Sólo había una razón para ir allí, y el biólogo la sabía.

– ¿Lo encontrasteis?

Michael vaciló, pues Darryl quería saber demasiado.

– ¿Estaba vivo?

El recién llegado eludió la respuesta y se concentró en bajar la cremallera de la parka y doblarla encima de un asiento cercano.

– Olvídate de las órdenes de Murphy -le instó el pelirrojo-. Al final, va a tener que decírmelo de todos modos, ya lo sabes. ¿Quién más de por aquí sabe hacer un análisis de sangre?

– Lo hayamos vivo, pero no vino por las buenas -contestó Michael-. Resultó herido y ahora Charlotte se ha hecho cargo de él.

– Pero ¿está herido de mucha gravedad?

– Charlotte piensa que es una contusión leve y un rasguño en la cabeza.

– Así pues, ¿está en la enfermería? -concluyó el biólogo, listo para salir a la carrera y tomar nuevas muestras de sangre.

– No, en el almacén de la carne.

– ¿Otra vez estamos con ésas…?

– Murphy no quiere poner en riesgo a nadie de la base.

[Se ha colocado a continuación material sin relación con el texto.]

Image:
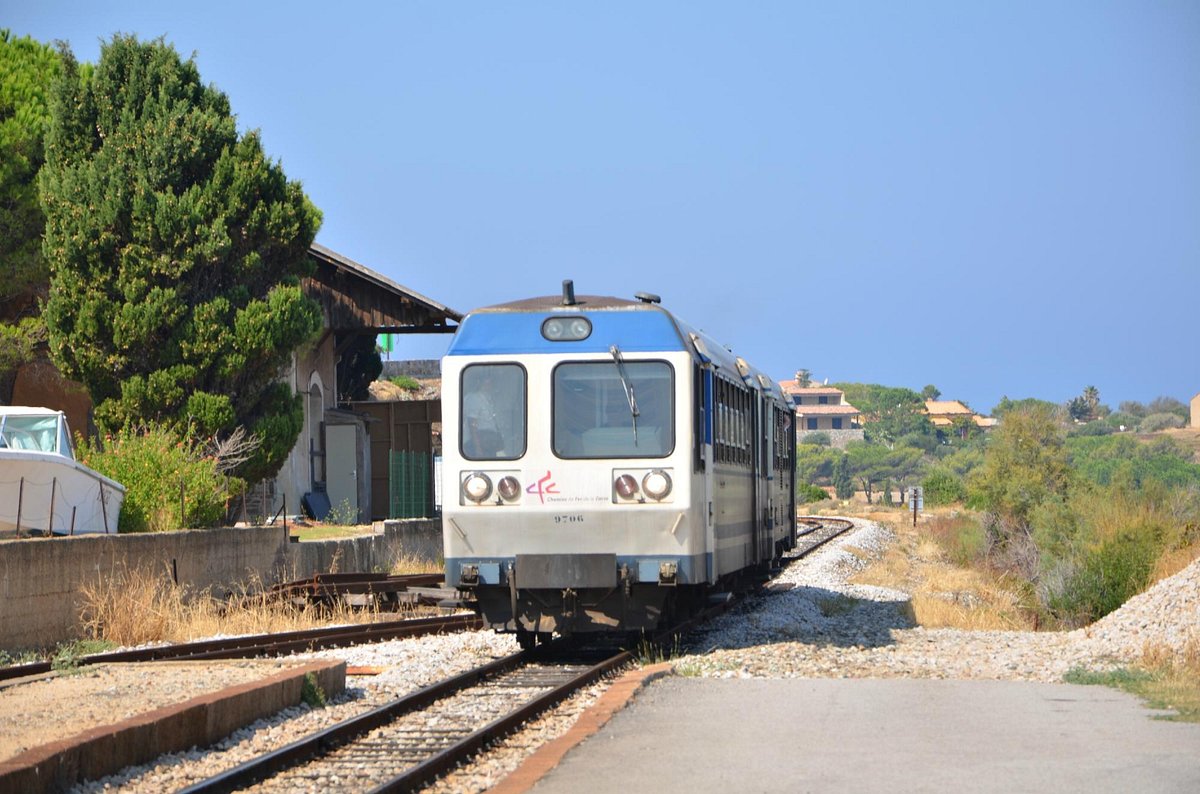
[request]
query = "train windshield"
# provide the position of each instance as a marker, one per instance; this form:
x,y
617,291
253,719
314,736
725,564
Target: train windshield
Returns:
x,y
595,416
493,411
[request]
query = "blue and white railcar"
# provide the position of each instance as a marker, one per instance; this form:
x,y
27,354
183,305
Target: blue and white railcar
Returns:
x,y
604,464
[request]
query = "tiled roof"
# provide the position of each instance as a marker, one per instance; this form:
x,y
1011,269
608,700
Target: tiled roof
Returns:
x,y
947,407
790,388
827,410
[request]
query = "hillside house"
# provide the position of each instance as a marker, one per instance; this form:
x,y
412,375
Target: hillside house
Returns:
x,y
943,413
331,461
823,409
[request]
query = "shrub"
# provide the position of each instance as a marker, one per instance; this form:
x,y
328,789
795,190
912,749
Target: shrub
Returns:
x,y
154,465
943,488
406,383
1108,576
1156,422
808,492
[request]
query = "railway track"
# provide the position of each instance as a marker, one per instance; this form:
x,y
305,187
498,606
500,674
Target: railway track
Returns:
x,y
815,531
412,740
250,647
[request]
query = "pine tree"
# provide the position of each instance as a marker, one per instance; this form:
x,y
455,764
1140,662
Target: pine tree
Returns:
x,y
175,248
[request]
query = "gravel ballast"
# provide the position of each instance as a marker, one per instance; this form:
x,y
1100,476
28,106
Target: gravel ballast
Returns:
x,y
811,624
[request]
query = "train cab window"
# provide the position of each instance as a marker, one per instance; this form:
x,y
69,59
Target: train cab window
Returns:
x,y
493,411
605,410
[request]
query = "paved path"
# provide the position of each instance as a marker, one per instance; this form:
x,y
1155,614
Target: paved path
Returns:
x,y
700,735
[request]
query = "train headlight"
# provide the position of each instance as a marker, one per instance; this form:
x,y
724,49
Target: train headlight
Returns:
x,y
477,487
509,488
625,486
567,329
657,485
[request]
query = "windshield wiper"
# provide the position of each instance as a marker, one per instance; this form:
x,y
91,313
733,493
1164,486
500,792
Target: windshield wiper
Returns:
x,y
629,388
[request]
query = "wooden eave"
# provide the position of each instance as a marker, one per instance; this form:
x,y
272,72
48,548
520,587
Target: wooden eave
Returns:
x,y
355,299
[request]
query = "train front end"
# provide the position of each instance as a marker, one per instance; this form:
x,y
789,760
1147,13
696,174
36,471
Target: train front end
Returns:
x,y
573,500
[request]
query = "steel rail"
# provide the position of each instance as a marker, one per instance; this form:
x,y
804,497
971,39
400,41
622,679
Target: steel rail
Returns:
x,y
267,644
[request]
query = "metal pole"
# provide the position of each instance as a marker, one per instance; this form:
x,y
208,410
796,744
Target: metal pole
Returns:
x,y
103,507
21,499
54,487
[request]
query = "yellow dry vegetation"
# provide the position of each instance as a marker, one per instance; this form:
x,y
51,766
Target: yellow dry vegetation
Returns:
x,y
136,606
945,595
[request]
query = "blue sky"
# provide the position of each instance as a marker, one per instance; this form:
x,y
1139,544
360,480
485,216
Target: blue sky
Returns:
x,y
997,198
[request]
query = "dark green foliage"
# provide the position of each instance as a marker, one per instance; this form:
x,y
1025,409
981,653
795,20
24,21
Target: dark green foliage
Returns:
x,y
175,248
889,414
27,71
359,367
815,463
1005,405
843,481
1121,457
1155,422
942,487
873,464
807,493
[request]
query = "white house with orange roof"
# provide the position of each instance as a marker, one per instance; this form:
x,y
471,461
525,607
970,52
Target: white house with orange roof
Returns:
x,y
823,409
943,413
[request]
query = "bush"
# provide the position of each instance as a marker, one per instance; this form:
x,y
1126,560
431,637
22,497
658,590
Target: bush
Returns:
x,y
151,463
406,383
808,492
1108,576
943,488
1156,422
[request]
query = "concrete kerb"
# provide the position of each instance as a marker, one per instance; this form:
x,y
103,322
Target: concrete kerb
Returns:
x,y
41,579
197,722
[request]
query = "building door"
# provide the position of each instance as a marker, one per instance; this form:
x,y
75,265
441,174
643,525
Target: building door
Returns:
x,y
341,471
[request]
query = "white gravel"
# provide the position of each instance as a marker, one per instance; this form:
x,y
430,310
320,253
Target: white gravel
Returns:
x,y
811,624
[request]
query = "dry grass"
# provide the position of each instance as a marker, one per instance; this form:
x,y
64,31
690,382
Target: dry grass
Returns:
x,y
943,594
131,607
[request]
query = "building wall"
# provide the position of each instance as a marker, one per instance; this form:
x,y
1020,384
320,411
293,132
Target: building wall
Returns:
x,y
41,579
311,367
838,439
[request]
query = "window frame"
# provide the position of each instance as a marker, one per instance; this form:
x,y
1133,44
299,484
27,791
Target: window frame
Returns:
x,y
525,410
672,394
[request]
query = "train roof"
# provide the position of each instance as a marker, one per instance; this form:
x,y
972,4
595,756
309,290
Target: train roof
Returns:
x,y
639,325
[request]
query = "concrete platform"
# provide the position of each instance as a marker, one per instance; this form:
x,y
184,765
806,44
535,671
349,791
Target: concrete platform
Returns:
x,y
195,722
700,735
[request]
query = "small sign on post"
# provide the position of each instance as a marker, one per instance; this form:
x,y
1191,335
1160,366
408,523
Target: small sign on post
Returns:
x,y
916,500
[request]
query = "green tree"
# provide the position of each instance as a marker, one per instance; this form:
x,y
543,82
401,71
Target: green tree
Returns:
x,y
874,463
175,248
1025,464
843,482
889,414
28,68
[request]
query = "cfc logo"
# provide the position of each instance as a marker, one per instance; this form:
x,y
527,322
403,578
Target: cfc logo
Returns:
x,y
543,487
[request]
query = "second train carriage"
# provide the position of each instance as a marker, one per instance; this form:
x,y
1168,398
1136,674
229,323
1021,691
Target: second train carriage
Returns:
x,y
604,463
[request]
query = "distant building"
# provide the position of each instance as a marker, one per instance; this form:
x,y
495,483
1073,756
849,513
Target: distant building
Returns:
x,y
943,413
823,409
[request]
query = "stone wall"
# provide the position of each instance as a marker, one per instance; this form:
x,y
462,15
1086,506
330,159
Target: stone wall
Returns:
x,y
41,579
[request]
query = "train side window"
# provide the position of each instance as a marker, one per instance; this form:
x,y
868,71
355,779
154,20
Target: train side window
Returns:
x,y
492,411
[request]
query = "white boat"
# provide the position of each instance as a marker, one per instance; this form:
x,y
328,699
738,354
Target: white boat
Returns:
x,y
43,489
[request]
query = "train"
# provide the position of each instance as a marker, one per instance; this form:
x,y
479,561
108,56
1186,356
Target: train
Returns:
x,y
606,467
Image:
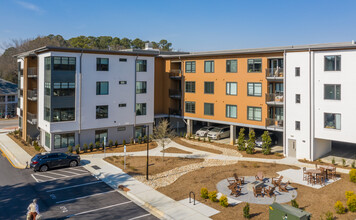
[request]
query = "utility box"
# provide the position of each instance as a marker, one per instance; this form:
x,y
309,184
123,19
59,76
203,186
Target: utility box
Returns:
x,y
286,212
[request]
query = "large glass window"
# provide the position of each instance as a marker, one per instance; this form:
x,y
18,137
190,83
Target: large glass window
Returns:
x,y
254,65
231,66
332,63
208,109
332,121
209,66
209,87
141,87
102,88
254,89
190,107
231,111
231,88
141,109
332,91
141,65
254,113
190,67
64,140
102,64
102,111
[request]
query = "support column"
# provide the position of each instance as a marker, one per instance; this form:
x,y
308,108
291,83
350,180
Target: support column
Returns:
x,y
232,134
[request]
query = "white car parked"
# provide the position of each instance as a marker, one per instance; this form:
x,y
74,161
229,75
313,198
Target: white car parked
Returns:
x,y
202,132
219,132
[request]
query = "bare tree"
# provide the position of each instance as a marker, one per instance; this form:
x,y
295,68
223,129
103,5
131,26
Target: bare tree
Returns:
x,y
163,134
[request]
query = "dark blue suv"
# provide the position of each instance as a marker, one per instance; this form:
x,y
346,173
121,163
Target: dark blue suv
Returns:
x,y
45,161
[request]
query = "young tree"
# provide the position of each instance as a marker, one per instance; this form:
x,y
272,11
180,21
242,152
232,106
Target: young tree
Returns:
x,y
266,143
251,143
163,134
241,142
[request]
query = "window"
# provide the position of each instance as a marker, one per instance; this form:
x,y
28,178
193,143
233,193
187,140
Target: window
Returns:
x,y
190,86
190,67
141,109
332,63
47,140
64,63
297,125
209,66
102,64
254,89
297,71
102,88
63,114
231,66
141,87
231,111
332,121
297,98
254,65
209,87
332,92
102,111
141,65
190,107
100,135
64,140
208,109
231,88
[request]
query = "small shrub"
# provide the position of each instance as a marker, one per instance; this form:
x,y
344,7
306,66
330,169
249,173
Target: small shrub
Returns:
x,y
294,203
352,174
246,211
212,196
223,201
204,193
339,207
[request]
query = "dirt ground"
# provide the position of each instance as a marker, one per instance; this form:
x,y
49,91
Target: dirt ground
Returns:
x,y
137,165
315,201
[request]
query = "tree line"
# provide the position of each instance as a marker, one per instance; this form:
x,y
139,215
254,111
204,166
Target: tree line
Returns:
x,y
8,66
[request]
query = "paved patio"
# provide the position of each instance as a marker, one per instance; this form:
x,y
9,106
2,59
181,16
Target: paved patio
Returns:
x,y
248,196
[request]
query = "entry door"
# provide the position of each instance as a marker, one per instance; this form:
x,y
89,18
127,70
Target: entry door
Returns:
x,y
292,148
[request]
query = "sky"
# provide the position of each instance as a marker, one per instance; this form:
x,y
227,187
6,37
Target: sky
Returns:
x,y
191,25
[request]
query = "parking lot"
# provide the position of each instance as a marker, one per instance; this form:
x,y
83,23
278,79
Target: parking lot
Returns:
x,y
74,193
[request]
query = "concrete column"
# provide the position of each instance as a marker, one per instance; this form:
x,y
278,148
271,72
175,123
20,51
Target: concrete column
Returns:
x,y
232,134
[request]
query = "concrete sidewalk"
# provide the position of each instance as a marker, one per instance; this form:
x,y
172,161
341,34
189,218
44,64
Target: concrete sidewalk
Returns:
x,y
159,204
15,154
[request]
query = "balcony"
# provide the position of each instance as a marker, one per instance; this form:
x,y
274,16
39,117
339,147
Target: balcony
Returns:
x,y
274,73
175,94
32,72
32,95
274,124
274,98
31,118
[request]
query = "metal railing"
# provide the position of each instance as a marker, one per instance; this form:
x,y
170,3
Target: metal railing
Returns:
x,y
274,72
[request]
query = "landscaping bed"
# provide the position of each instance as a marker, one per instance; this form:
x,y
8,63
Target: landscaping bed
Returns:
x,y
315,201
136,165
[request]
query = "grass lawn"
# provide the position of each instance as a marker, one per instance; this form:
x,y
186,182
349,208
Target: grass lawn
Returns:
x,y
315,201
137,165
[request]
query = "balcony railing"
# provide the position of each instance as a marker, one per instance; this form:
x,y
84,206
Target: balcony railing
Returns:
x,y
32,118
274,123
32,72
274,98
274,73
32,95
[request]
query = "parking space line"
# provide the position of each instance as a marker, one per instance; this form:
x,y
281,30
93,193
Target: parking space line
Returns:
x,y
141,216
68,187
83,197
94,210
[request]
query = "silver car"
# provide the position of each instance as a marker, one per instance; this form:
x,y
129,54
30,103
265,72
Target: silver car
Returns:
x,y
202,132
218,133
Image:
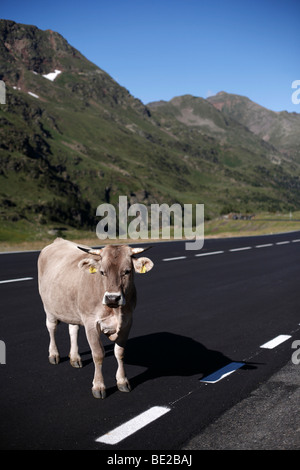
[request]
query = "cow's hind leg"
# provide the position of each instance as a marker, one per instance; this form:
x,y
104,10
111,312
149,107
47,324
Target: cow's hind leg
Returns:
x,y
75,359
51,324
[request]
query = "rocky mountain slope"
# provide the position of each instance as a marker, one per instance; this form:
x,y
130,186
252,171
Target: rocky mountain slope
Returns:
x,y
72,138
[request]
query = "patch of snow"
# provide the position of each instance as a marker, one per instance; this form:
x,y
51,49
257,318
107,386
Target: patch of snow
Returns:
x,y
52,75
33,94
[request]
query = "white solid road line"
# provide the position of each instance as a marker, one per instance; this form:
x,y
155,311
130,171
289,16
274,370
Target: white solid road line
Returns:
x,y
275,342
210,253
133,425
16,280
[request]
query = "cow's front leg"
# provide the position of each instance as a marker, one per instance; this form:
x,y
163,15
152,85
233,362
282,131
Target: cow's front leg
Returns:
x,y
122,381
97,349
51,323
75,359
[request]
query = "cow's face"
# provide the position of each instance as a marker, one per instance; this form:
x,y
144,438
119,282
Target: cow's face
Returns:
x,y
115,265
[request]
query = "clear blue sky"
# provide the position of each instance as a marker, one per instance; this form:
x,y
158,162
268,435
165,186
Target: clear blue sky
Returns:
x,y
159,49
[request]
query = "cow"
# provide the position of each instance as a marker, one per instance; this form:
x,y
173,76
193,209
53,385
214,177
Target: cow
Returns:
x,y
95,288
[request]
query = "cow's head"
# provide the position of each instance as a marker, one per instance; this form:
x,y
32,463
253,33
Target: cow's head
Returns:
x,y
115,265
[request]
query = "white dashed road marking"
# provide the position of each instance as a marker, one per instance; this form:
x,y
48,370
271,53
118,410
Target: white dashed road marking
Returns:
x,y
16,280
133,425
275,342
223,372
210,253
264,246
241,249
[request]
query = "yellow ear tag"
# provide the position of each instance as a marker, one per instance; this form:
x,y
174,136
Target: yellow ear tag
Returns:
x,y
143,269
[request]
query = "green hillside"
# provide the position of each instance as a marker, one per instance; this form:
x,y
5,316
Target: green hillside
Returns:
x,y
72,143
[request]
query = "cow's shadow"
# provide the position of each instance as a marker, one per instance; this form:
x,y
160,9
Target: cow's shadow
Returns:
x,y
168,354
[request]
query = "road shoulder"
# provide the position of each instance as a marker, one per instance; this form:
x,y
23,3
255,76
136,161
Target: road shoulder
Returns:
x,y
268,419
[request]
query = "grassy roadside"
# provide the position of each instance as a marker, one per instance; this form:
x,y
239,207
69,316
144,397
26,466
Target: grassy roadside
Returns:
x,y
18,237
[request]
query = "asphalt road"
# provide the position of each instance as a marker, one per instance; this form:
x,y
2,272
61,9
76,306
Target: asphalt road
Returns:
x,y
196,316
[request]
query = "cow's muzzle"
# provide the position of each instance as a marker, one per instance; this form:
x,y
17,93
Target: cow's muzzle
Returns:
x,y
113,299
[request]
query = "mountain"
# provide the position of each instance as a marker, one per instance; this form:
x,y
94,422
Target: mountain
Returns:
x,y
281,129
72,138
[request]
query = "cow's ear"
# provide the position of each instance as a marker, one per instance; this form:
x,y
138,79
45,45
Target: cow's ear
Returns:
x,y
142,265
89,264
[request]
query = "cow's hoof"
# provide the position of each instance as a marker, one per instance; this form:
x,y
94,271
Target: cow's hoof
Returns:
x,y
54,359
99,393
124,387
77,364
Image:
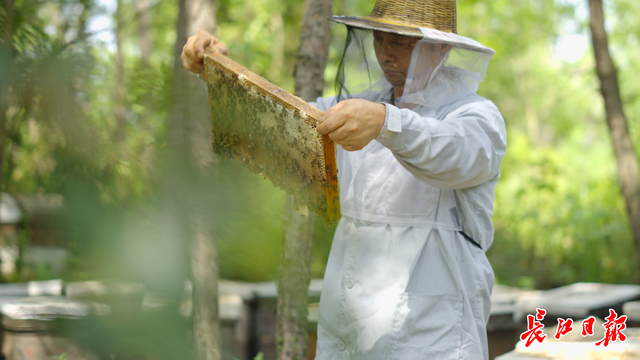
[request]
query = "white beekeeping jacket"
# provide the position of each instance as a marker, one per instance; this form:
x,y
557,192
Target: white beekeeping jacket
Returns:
x,y
401,281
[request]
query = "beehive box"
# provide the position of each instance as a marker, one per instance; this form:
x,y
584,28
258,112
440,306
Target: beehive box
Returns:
x,y
274,134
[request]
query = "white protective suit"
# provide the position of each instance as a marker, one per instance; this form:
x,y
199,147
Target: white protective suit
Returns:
x,y
402,281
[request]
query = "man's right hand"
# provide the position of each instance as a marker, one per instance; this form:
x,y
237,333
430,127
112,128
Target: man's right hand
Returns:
x,y
193,52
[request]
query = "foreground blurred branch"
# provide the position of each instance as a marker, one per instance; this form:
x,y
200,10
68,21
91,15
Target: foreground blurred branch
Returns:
x,y
295,270
617,121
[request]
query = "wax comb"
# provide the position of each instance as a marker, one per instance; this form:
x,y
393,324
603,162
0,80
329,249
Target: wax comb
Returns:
x,y
273,133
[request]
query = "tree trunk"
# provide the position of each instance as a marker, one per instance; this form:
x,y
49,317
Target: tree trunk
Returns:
x,y
617,121
6,62
119,88
295,270
190,159
144,24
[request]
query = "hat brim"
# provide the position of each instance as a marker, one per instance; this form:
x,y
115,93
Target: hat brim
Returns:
x,y
434,35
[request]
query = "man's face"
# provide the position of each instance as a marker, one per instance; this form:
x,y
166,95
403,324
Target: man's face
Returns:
x,y
394,55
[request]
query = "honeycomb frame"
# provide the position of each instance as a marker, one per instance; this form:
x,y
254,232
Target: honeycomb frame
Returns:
x,y
273,133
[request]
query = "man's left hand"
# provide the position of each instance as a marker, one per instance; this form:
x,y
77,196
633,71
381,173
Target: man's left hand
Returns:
x,y
353,123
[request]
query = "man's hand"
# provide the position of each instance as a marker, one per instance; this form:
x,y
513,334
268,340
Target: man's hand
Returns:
x,y
353,123
193,52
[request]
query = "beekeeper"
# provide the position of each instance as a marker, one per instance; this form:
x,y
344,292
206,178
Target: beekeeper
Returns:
x,y
419,158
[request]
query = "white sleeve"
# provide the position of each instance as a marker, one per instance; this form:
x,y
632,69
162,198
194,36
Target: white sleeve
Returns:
x,y
324,103
462,151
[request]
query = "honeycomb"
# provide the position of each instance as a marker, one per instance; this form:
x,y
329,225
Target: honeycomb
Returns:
x,y
273,133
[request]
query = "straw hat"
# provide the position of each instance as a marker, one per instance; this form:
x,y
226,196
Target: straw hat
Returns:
x,y
406,17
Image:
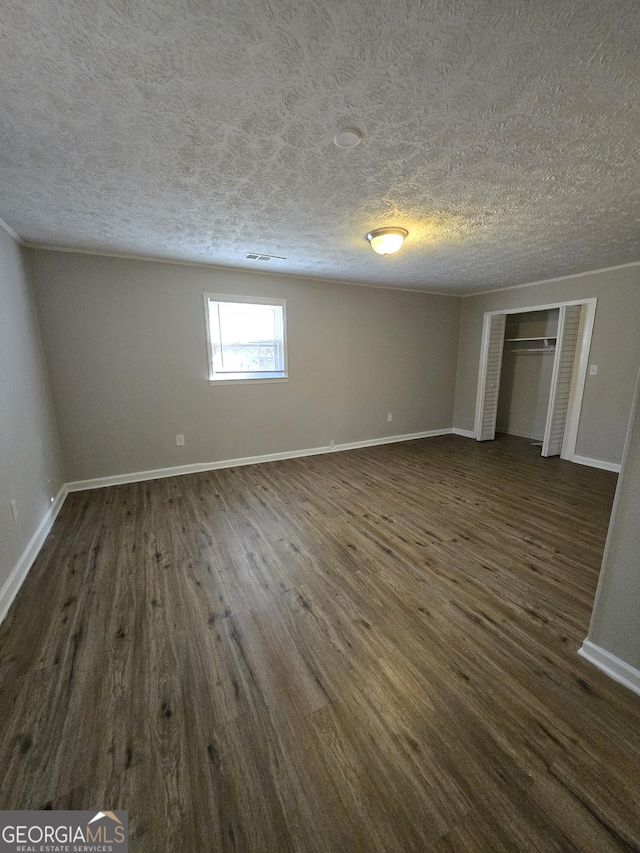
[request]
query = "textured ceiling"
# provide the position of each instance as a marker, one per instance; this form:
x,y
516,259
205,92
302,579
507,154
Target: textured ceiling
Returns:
x,y
503,134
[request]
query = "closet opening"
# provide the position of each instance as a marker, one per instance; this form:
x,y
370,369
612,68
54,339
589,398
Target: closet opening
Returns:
x,y
533,366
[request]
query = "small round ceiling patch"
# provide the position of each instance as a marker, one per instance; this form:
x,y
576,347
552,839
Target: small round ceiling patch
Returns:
x,y
348,138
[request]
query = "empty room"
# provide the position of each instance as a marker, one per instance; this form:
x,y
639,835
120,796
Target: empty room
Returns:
x,y
320,441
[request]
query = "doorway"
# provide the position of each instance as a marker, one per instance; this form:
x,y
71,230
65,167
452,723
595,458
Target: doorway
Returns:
x,y
555,339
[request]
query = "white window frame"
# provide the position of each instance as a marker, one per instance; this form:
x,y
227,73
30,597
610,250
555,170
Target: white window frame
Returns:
x,y
248,379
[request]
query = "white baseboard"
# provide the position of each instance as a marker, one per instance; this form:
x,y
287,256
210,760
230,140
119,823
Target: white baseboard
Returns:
x,y
611,665
596,463
21,569
177,470
466,433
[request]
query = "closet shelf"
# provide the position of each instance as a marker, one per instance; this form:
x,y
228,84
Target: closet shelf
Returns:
x,y
543,338
533,349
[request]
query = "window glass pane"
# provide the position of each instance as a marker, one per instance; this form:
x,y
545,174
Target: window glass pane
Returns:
x,y
246,338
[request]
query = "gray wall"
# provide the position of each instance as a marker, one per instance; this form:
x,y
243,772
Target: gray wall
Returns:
x,y
128,364
615,349
30,462
615,623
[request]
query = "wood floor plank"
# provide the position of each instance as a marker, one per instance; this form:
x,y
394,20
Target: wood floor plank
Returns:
x,y
364,651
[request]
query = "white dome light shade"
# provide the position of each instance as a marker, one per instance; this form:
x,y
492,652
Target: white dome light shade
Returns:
x,y
386,241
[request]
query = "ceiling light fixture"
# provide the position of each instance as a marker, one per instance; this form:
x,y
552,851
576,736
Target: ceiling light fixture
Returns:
x,y
386,241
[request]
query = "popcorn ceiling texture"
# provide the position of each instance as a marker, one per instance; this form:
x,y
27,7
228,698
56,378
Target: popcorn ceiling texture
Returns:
x,y
503,134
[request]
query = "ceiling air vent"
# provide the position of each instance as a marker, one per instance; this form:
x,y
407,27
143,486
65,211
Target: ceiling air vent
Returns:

Aunque a regañadientes, Hirsch acabó por conceder la razón al jefe O´Connor. Después de todo, había visto a Ackerley en acción y nadie sabía qué podía ocurrir si reunían a Eleanor con esa otra alma en pena, que presumiblemente padecía la misma enfermedad que ella. Podía desembocar en una alianza de mil demonios.

– Bueno, ¿y qué tal va? -preguntó Michael, con un tono demasiado a la ligera para ser natural.

– ¿Qué tal va el qué?

– La cura. ¿Has encontrado algo que ayude a Eleanor?

– Si vienes a preguntarme si me las he apañado para resolver uno de los mayores y más desconcertantes enigmas hematológicos en el espacio de, oh, vaya, unos pocos días, la respuesta es no. A Pasteur le llevó su tiempo, ¿vale?

– Disculpa -replicó Michael.

Darryl se arrepintió de haberse mostrado tan cortante.